No que concerne ao poder normativo do juízo da infância e da juventude previsto no artigo 149 do ECA, assinale a opção correta.
- A)Segundo o Superior Tribunal de Justiça (STJ), a autoridade judiciária tem competência para, mediante portaria ou provimento, editar normas de ordem geral que, ao seu prudente arbítrio, se demonstrarem necessárias à assistência, proteção e vigilância das crianças e dos adolescentes, podendo determinar, por exemplo, o chamado toque de recolher dos menores que, desacompanhados dos pais ou de responsável, estejam nas ruas após as 22 h.
Errada, porque o STJ não admite que o juiz crie, livremente, regras gerais como o chamado toque de recolher, já que o poder normativo do art. 149 deve respeitar os limites legais e constitucionais.
- B)Das decisões proferidas com base nesse poder normativo caberá apelação.
Certa, porque as decisões proferidas no exercício do poder normativo do juízo da infância e da juventude são atos judiciais e podem ser impugnadas por apelação.
- C)É possível que as medidas proferidas pela autoridade judiciária em sede de poder normativo possam, excepcionalmente, ter caráter genérico.
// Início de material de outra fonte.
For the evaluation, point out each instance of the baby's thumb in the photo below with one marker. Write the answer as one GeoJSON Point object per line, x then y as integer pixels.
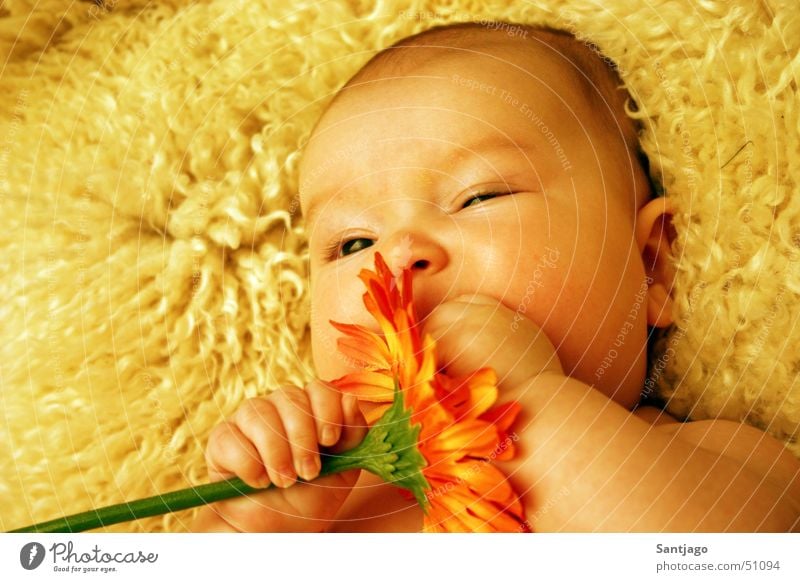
{"type": "Point", "coordinates": [354, 425]}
Errada, porque a regra do art. 149 não autoriza medidas de caráter genérico e excepcionalmente amplíssimo; o poder normativo é vinculado às hipóteses legais e não permite abstração ilimitada.
- D)Compete à autoridade judiciária disciplinar, por meio de portaria, ou autorizar, mediante alvará, a entrada e permanência de criança ou adolescente acompanhado dos pais ou de responsável em estádio, ginásio e campo desportivo.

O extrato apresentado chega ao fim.